Andrea Ancira (Mexico City, 1984) is a writer, editor, and researcher whose practice is situated at the crossroads of art, politics and experimentation, as a place of (un)learning. She has facilitated formal and informal study platforms on Critical Theory and Marxism, Politics of the Archive, Sound Ethnographies and Communal Practices in museums, universities and independent art spaces such as UNAM, Museo Universitario del Chopo, SOMA, Villa Vassilieff, Beta-Local, Instituto 17, Estudios Críticos, Casco Art Institute, Aeromoto, Biquini Wax EPS and Cooperativa Cráter Invertido.

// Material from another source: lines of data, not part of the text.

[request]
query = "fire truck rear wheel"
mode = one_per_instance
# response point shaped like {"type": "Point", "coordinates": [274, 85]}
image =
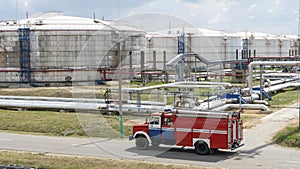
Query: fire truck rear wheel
{"type": "Point", "coordinates": [201, 148]}
{"type": "Point", "coordinates": [141, 143]}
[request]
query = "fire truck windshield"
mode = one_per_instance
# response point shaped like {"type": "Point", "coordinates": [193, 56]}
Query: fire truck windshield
{"type": "Point", "coordinates": [154, 120]}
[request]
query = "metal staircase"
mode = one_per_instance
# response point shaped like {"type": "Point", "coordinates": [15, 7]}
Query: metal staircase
{"type": "Point", "coordinates": [24, 51]}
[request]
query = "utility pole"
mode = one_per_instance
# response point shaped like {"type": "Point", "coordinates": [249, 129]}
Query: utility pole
{"type": "Point", "coordinates": [299, 54]}
{"type": "Point", "coordinates": [120, 90]}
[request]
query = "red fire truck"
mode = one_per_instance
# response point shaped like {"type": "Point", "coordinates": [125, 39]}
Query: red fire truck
{"type": "Point", "coordinates": [205, 131]}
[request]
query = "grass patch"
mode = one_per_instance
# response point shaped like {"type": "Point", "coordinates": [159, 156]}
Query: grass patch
{"type": "Point", "coordinates": [44, 122]}
{"type": "Point", "coordinates": [55, 123]}
{"type": "Point", "coordinates": [289, 136]}
{"type": "Point", "coordinates": [68, 162]}
{"type": "Point", "coordinates": [250, 120]}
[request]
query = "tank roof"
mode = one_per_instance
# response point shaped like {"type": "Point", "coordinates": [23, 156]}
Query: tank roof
{"type": "Point", "coordinates": [58, 21]}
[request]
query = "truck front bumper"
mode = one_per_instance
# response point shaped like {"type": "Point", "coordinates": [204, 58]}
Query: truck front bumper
{"type": "Point", "coordinates": [236, 145]}
{"type": "Point", "coordinates": [131, 138]}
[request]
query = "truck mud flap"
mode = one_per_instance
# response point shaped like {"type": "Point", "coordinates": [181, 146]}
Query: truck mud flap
{"type": "Point", "coordinates": [236, 146]}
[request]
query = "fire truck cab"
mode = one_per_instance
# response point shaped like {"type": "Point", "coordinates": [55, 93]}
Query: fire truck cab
{"type": "Point", "coordinates": [205, 131]}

Since 2011 she has participated in various initiatives organized or in dialogue with the struggles of the National Assembly of Environmental Affected People (ANAA); the Permanent Peoples Tribunal (TPP) and women of the CNI (National Indigenous Congress) and the CIG (Indigenous Council of Government) in Mexico. She has worked as a researcher at the Ministry of Culture in Mexico, as a curatorial assistant at the University Museum of Contemporary Art (MUAC) and as associate curator at Centro de la Imagen. In 2018, she worked as Editorial and Project Coordinator of Buró-Buró, co-coordinated ICI’s Intensive Curatorial Program in Mexico City and participated in the School of Art Criticism of La Tallera/SAPS. Since 2016, she co-created the feminist editorial platform tumbalacasa.

Notes

  1. According to its website, the Sanctuary Movement is “a growing movement of immigrants and over 1100 faith communities doing what Congress and the Administration refuse to do: protect and stand with immigrants facing deportation.”

  2. It consists of the graph of a population that grows exponentially at first and suddenly collapses.